My compiler uses the concept of the 'immediate', which is taken to mean
that the data for an element of the tree actually _is_ "place" rather than
being _stored_ in t[place].  This both reduces temporary usage as well as
reducing the total number of lines of code.  The above code would look like:

(ASSIGN, Addr(B), t[1])
(ASSIGN, 5, t[1]^)

under my toy428 compiler.

'placetype' is used to store whether or not 'place' is literal, immediate,
or addressed.  The function Gen_tname() receives an element of the parse
tree as an argument and automatically prints it temp based on the value
of place and placetype.  For example, if place is 5, Gen_tname would
generate:

Mode    	Generated
IMMEDIATE	5
LITERAL		t[5]
ADDRESS		(*(object *)t[5])

The Gen_tname() function vastly simplifies the yaccgen file, for it is
not necessary for the yaccgen code to concern itself with what types of
data it is handling; Gen_tname() resolves all addresses automatically.
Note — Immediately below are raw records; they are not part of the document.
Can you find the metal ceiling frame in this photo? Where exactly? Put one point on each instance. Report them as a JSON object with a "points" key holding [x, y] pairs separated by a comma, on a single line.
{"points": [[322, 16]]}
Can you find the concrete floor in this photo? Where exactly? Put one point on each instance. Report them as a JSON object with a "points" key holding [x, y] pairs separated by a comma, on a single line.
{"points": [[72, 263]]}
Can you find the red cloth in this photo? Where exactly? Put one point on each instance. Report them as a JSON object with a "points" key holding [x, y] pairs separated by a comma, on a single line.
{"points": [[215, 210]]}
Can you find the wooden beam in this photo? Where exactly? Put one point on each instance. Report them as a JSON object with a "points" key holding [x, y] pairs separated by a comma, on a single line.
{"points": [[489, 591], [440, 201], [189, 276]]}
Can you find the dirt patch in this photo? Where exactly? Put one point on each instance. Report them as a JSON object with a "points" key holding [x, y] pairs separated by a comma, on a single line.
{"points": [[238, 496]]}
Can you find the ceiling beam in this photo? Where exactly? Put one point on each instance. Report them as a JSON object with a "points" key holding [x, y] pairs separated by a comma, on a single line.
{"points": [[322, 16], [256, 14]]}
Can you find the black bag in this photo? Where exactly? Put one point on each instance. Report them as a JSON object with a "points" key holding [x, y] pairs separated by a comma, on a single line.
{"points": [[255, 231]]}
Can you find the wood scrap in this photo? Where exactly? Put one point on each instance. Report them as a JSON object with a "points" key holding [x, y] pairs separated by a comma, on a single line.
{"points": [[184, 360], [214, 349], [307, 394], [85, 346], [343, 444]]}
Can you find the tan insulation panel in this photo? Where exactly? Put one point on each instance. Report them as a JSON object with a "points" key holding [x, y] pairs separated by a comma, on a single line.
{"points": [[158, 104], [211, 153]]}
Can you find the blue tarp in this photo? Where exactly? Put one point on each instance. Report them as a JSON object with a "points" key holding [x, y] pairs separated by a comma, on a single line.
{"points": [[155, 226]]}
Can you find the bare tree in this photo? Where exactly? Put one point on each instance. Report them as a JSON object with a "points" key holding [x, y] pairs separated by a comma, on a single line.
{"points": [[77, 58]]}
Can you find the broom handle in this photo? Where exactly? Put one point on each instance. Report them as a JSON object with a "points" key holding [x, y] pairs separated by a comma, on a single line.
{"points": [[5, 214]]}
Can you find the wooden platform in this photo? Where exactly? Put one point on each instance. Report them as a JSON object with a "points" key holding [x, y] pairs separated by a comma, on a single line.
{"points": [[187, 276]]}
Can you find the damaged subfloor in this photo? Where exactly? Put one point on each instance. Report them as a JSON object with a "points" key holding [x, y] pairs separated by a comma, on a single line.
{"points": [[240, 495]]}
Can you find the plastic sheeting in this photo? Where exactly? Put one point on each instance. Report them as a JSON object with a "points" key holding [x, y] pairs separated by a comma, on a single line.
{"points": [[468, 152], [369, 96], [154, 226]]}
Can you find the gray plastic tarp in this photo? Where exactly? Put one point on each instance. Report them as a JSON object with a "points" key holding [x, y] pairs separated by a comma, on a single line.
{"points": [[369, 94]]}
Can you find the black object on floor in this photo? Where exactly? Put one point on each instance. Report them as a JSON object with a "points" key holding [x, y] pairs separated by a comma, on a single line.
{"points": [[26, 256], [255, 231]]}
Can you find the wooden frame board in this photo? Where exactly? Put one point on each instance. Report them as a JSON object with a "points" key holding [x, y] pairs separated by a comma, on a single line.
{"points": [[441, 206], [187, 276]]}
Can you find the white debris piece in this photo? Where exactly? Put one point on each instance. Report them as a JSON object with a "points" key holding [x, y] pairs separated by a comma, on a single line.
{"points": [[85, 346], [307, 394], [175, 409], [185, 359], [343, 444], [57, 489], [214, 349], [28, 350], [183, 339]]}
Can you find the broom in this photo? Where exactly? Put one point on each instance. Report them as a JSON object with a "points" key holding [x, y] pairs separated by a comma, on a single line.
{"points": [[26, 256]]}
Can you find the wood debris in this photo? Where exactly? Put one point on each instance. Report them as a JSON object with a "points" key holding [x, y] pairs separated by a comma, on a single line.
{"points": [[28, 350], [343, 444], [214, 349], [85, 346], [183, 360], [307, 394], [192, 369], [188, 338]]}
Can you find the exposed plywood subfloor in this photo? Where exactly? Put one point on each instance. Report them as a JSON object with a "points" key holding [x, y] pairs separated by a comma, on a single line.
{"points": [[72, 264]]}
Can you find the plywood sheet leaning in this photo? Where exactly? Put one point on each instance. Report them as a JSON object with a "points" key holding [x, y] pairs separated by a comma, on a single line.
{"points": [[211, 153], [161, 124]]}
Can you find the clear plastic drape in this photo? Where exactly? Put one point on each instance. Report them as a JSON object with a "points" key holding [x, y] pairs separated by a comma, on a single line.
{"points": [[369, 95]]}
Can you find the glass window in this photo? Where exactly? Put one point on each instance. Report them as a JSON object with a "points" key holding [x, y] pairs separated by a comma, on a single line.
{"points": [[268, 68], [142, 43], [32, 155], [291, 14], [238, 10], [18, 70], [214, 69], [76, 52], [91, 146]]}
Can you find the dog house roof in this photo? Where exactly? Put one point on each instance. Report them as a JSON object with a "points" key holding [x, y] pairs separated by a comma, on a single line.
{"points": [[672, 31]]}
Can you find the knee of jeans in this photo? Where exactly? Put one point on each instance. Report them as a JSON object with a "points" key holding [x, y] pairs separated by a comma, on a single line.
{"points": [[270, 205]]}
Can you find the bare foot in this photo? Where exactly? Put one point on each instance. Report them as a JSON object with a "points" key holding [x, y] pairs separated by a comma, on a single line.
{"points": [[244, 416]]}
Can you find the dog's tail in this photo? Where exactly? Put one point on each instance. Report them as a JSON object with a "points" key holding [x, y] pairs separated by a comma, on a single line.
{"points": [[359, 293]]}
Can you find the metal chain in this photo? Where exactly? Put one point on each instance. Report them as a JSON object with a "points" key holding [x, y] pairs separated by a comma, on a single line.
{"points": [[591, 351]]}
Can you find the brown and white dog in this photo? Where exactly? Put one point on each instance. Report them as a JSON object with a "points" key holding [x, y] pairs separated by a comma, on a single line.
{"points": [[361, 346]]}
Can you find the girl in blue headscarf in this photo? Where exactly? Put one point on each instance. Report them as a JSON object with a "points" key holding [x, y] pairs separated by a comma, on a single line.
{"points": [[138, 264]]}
===Binding Functions at Run-Time

The code generated for 'FORMAL' keywords is a call to the C function
get_funcconst(), a function contained in the toy-preamble and copied into
every toymain.c file generated.  get_funcconst takes two arguments: the
IP (instruction pointer) and EP (environment pointer).  It then allocates
2 words of memory, stores the IP and EP in that memory, and returns a pointer
to that memory.  This scheme allows functions to be represented in one
machine word.

The EP passed is a pointer to the current environment; i.e., a pointer
to the environment in which the function was defined.  The IP is the name
of the C function (given the name toyfunN, where N is the function's
sequence number).  For this reason, functions are written to the toymain.c
file in reverse order (i.e., highest number to lowest number, followed by
main()); this ensures that the C compiler will always see the definition
of a function before it sees a reference to it.


===Activation Records and Function Calling

For the sake of generality and code simplicity, all blocks, including the
outermost "main()" block, have activation records.  The outermost activation
record is automatically generated with two local symbols: get() and put().
At run-time, that activation record is generated and get() and put() are
bound to the actual get() and put() functions, which are written in C and
contained in the toy-preamble file.

Activation records are generated at the beginning of each new block after
locals have been declared.  Blocks which do not declare locals still have
activation records, although they contain no data except for an access
link up to its nearest lexically enclosing block.  Normal blocks allocate
space for their access link and locals, but do not store any data in their
activation records (except for the access link, of course) by default.
Activation records for actual functions have the additional default action
of copying the function's arguments, passed using the C run-time stack, into
the function's newly created activation record.

A function's activation record's access link is a copy of the pointer to
the environment in which the function was defined; i.e., the EP bound to
the function at the time the FORMAL statement was declared.  This pointer
is passed to functions using the C stack as arg 0.  User-defined arguments
to functions are passed as arg1..argn.

Activation records are never freed at run-time in order to avoid problems
with escaping functions.  Optimally, garbage collection should be performed
to solve this problem, but that has not been implemented.


===Optimization of Temporaries

An important optimization in the use of temporary variables has been made.
Specifically, the compiler remembers whether or not it has already loaded
the address of a variable into a temporary; if so, it does not re-load it
if that variable is accessed again.  This also significantly cuts down on
the number of lines of code generated.

This feature is implemented via the symbol table; part of the record of
a symbol includes the temporary number which has been assigned to it.
(i.e. if B's tempnum = 8, the compiler knows that B's address currently
resides in t[8].)


===Automated Comments

The generated C code (in toymain.c) is commented to give pointers as to
what each tuple corresponds to in terms of toy code.  This helps with
debugging or getting the feel for how code is generated.